Pengamat Ungkap Untung-Rugi Jika Bulog dan Bapanas Disatukan
Ilustrasi bulog disatukan dengan Bapanas - Pekerja mengangkut beras saat bongkar muat di gudang Bulog Cabang Cirebon, Jawa Barat, Rabu (6/8/2025). [ANTARA FOTO/Hafidz Mubarak A/rwa]
17:04
12 Desember 2025

Pengamat Ungkap Untung-Rugi Jika Bulog dan Bapanas Disatukan

Baca 10 detik
  • Penggabungan Bapanas ke Perum Bulog dalam revisi UU Pangan akan bubarkan Bapanas pada 31 Desember 2025.
  • Bulog baru akan memegang fungsi regulator dan operator, mengalihkan seluruh kewenangan Bapanas kepadanya.
  • Perubahan ini menimbulkan risiko konflik kepentingan akibat penyatuan fungsi, seperti potensi terulangnya kasus Buloggate.

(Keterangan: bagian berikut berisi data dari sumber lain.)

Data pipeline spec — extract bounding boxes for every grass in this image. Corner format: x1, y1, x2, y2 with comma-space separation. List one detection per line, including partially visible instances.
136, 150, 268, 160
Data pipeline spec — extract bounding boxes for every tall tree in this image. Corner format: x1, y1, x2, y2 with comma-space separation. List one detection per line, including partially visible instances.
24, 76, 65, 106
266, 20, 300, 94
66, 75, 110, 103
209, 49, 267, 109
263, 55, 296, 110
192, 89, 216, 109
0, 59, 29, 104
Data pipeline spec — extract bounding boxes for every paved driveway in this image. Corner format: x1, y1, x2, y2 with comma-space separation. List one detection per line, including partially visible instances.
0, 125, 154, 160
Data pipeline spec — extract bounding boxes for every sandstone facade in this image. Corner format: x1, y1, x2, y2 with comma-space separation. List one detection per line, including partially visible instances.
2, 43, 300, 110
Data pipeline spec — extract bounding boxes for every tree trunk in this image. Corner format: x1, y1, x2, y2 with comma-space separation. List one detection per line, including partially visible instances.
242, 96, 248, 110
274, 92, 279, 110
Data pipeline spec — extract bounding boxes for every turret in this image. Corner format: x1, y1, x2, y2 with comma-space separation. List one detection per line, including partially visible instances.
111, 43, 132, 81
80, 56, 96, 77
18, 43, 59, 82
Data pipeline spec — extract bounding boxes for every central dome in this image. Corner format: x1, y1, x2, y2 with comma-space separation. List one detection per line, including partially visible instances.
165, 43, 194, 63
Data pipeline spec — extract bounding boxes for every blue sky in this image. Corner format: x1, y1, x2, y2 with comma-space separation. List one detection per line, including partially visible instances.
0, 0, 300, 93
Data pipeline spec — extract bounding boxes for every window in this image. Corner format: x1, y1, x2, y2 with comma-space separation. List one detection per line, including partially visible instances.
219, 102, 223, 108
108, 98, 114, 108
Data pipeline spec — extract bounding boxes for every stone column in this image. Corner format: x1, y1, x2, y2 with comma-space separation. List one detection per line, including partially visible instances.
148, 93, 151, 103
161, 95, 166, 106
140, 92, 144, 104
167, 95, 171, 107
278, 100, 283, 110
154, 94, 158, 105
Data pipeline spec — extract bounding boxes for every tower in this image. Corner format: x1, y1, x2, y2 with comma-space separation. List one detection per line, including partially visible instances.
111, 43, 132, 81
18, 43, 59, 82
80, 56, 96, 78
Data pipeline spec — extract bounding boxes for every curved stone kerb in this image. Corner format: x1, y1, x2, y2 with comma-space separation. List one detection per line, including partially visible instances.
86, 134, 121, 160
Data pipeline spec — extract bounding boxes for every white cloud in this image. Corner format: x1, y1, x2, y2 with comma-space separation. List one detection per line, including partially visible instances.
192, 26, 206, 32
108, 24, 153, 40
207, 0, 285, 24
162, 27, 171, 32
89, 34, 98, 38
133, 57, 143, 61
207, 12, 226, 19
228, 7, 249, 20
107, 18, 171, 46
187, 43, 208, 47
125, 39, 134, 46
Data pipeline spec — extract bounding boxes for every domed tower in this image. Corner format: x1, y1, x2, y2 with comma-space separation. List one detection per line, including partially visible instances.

Pengamat pangan Khudori menilai rencana penggabungan Badan Pangan Nasional (Bapanas) dengan Perum Bulog melalui revisi UU Pangan akan mengubah struktur kelembagaan pangan secara besar-besaran dalam waktu singkat.

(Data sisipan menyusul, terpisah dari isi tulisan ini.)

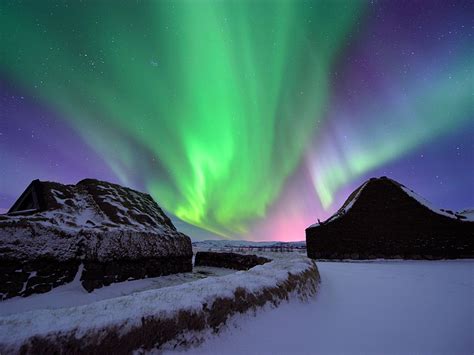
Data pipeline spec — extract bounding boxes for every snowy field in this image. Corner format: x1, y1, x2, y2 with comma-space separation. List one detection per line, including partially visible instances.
0, 266, 236, 318
173, 260, 474, 355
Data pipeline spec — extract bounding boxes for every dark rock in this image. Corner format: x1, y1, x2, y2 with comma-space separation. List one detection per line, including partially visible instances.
0, 179, 192, 297
306, 178, 474, 260
194, 251, 270, 270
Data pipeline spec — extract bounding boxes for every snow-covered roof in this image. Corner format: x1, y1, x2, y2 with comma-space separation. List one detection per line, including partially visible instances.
0, 179, 191, 259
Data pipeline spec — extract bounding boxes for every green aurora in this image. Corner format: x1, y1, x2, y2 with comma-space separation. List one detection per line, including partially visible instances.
0, 0, 364, 236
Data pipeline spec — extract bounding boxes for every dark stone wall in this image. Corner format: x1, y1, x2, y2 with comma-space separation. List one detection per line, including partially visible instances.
0, 259, 79, 300
81, 256, 192, 292
6, 263, 320, 354
194, 251, 271, 270
306, 178, 474, 259
0, 255, 192, 300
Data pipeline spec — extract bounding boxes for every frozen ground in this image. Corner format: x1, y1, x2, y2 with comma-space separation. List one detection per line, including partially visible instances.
174, 260, 474, 355
0, 266, 236, 317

Menurutnya, proses yang tengah berjalan membuka kemungkinan Bapanas dibubarkan hanya tiga tahun setelah berdiri.

“Kalau semua sesuai rencana, Bapanas akan berakhir pada 31 Desember 2025,” kata Khudori, Jumat (12/12/2025).

Ia menjelaskan, dampak dari penyatuan tersebut bukan sekadar penyesuaian teknis, melainkan penghapusan total satu lembaga negara.

Bapanas yang selama ini berperan dalam koordinasi lintas sektor pangan akan hilang sebelum mencapai kestabilan kelembagaan.

Karena itu, menurutnya, perubahan ini merupakan reposisi besar dalam sistem pangan nasional.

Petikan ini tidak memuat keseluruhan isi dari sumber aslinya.